Nuestro llanto
Los medios publican reportajes en los que se recuerda la destrucción de Hiroshima y Nagasaki, en 1945. Hace meses escribí para un suplemento literario un artículo en el que recogía la versión nipona, plasmada en libros, películas y manga. Nunca el mundo llorará bastante aquellos dos días de agosto. Aunque en Tokio habían muerto ya más personas por bombas «convencionales», las atómicas sobrepasaron los límites conocidos. Curiosamente, Beevor, Hastings y Burleigh cuyos libros se venden por cientos de miles, siguen manteniendo que con ellas se evitó que un millón de soldados estadounidenses murieran en la ocupación del país. En cambio, otros -los más- insisten en que Japón estaba ya vencido. El cielo lloró «lluvia negra». Antes de los lanzamientos, científicos del Proyecto Manhattan hicieron llegar al presidente Truman una carta en la que proponían que la bomba atómica no se arrojase sobre una ciudad sino en una isla desierta, como aviso contundente. No se les hizo caso. Había que intimidar a Stalin y obtener rédito electoral: vengar Pearl Harbor. MacArthur coordinaría después una admirable etapa de transición a la democracia, pero aquel terrible final nuclear no fue el único camino posible, aunque los belicistas japoneses eran el equivalente oriental de los nazis. En Hiroshima y Nagasaki murieron miles de inocentes. Y seguirían muriendo por la radiación. Ese pecado puede ser perdonado, pero no negado.

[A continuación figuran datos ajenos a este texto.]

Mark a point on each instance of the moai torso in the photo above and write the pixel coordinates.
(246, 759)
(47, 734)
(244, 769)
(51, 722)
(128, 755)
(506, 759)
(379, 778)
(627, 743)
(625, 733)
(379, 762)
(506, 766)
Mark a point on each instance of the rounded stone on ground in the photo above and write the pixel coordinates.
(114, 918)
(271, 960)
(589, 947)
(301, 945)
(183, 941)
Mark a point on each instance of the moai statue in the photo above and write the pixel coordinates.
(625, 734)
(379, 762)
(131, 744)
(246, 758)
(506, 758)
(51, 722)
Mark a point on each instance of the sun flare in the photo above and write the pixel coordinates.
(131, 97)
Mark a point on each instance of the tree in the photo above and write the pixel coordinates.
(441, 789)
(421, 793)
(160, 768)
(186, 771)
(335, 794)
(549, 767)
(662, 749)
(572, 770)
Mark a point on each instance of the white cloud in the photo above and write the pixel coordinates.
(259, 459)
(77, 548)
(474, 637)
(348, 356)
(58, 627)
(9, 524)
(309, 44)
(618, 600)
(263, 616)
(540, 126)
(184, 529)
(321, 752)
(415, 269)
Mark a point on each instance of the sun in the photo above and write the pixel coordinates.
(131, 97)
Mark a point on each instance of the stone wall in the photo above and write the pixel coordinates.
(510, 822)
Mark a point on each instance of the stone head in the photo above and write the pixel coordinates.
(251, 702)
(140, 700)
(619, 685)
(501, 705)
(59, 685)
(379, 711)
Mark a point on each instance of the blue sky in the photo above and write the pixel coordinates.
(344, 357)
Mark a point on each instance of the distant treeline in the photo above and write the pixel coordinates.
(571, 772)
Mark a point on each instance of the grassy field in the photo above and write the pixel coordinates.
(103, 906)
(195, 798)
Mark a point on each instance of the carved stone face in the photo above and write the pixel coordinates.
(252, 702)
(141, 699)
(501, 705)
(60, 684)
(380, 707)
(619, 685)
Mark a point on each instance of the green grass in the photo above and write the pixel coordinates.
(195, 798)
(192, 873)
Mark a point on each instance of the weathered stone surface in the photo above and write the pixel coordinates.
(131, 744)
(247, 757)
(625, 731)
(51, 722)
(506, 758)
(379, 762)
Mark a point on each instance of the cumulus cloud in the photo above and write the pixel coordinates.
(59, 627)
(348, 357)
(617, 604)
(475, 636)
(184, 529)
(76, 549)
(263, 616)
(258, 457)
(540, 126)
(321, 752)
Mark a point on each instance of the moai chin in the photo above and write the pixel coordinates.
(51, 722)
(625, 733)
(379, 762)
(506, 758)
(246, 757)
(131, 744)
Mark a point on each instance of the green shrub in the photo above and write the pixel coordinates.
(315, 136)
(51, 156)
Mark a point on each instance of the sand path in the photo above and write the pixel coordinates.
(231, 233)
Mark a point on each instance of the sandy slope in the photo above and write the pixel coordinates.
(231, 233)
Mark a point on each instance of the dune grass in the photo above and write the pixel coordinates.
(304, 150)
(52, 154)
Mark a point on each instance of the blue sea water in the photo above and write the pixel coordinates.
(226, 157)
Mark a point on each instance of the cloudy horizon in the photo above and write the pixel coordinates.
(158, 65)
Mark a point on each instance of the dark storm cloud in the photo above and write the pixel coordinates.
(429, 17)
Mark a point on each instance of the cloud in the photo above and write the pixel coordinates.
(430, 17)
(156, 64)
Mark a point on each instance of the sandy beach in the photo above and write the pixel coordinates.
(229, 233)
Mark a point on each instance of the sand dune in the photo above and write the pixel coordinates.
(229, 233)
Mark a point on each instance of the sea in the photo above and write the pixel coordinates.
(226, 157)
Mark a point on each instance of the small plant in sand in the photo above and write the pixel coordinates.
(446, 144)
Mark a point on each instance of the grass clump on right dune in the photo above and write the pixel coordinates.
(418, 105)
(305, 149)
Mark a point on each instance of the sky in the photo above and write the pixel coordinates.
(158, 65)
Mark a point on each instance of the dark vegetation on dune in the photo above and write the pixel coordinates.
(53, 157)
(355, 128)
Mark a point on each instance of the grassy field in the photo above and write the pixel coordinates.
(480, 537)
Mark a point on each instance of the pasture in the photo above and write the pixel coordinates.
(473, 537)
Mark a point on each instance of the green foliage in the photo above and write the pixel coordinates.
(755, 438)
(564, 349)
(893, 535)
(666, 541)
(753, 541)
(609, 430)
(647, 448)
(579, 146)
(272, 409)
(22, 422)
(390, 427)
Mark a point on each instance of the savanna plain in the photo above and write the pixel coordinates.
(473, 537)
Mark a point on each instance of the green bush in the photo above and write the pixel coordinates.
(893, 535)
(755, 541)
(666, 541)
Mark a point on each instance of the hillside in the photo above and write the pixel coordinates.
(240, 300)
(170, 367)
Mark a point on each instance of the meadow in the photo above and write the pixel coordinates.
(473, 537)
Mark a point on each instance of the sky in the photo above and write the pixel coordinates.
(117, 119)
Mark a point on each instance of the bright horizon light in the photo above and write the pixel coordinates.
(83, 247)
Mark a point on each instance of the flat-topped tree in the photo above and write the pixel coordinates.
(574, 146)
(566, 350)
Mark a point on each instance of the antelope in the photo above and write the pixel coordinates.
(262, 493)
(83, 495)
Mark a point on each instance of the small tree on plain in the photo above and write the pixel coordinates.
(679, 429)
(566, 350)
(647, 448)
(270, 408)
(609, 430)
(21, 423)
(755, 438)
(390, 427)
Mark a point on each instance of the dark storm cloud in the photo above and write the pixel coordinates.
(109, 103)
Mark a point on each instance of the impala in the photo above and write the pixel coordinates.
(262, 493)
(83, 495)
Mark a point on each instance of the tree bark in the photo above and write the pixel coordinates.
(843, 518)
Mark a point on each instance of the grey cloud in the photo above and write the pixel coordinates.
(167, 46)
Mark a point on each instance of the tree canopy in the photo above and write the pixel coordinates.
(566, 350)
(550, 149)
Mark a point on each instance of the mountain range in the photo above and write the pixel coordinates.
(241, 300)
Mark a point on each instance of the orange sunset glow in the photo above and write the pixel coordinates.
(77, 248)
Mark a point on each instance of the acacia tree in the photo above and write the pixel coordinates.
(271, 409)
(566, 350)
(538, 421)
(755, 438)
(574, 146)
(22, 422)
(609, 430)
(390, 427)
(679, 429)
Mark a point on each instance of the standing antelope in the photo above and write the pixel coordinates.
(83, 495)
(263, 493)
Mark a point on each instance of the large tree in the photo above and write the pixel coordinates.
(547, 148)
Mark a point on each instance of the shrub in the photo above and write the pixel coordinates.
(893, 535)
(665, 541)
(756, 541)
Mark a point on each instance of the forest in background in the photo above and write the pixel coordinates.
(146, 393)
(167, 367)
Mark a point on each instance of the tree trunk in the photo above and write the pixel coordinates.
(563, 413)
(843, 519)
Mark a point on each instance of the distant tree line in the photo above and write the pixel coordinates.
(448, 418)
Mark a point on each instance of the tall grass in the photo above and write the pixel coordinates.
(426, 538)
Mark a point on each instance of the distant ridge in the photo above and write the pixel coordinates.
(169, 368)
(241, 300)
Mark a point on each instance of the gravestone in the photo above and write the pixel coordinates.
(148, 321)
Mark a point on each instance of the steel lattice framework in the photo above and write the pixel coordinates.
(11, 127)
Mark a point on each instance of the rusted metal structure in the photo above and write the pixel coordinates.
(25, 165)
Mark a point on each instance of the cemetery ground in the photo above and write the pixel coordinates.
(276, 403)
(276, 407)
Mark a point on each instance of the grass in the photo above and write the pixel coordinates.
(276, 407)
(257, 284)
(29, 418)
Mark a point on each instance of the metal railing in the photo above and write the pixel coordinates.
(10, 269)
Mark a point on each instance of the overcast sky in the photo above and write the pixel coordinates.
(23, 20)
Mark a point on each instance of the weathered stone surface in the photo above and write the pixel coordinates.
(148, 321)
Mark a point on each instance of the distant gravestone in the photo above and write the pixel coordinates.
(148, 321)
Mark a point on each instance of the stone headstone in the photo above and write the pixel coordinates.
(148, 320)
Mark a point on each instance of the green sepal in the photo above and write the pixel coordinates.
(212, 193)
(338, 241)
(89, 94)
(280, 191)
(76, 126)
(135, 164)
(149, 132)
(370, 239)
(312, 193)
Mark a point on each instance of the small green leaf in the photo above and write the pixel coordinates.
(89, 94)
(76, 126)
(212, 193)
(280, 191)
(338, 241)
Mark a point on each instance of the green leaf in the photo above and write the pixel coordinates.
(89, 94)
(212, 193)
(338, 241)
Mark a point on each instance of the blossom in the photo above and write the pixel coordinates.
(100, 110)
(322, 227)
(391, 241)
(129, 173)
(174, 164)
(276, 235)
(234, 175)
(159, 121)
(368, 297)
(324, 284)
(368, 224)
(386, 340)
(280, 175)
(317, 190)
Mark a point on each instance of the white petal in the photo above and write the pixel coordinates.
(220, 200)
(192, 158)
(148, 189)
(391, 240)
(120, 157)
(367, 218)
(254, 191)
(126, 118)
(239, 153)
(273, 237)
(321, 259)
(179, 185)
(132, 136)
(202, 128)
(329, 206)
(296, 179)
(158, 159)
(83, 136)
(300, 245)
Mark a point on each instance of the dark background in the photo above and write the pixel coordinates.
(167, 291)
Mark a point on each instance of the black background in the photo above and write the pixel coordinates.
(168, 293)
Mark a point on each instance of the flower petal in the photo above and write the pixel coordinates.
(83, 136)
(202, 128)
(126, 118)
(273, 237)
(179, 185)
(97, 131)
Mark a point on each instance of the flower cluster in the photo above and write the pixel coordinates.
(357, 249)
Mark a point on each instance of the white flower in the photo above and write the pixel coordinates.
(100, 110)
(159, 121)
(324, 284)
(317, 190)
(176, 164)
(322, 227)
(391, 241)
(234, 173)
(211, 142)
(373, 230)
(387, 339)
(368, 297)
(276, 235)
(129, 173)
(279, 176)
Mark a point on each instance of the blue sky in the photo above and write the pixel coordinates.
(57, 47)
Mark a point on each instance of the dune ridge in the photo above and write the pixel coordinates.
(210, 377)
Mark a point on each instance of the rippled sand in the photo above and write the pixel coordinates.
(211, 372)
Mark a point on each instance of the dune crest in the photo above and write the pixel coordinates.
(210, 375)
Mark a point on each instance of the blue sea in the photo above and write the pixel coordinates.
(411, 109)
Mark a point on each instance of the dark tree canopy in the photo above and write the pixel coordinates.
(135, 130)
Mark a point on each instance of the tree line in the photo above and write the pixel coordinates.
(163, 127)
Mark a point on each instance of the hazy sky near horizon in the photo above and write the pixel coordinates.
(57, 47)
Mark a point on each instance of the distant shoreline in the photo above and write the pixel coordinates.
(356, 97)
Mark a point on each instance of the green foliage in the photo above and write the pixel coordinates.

Me llega desde USA un artículo de la leonesa Margarita Merino, en la prestigiosa Puente Atlántico: Un apunte de una cultura perdida. Lágrimas cherokees en Tennessee , sobre el exterminio de este pueblo indio y la destrucción de su forma de convivir con la naturaleza. «¿Seguimos creyendo -aunque amemos una enorme parte de la cultura nutricia, la música, la literatura, el arte y...- en un Occidente superior?», se pregunta. Incluye una alusión a su propia provincia, agredida por «una ingeniería avasalladora». No es nuevo en ella este llanto por su tierra y por la Tierra.
Mi artículo sobre la visión nipona lo concluí recordando «el horror, el horror», de Kurtz. Pero proclamé verdad también su reverso: «el amor, el amor… «Y a él hemos de confiarnos en nuestros llantos, personales o colectivos.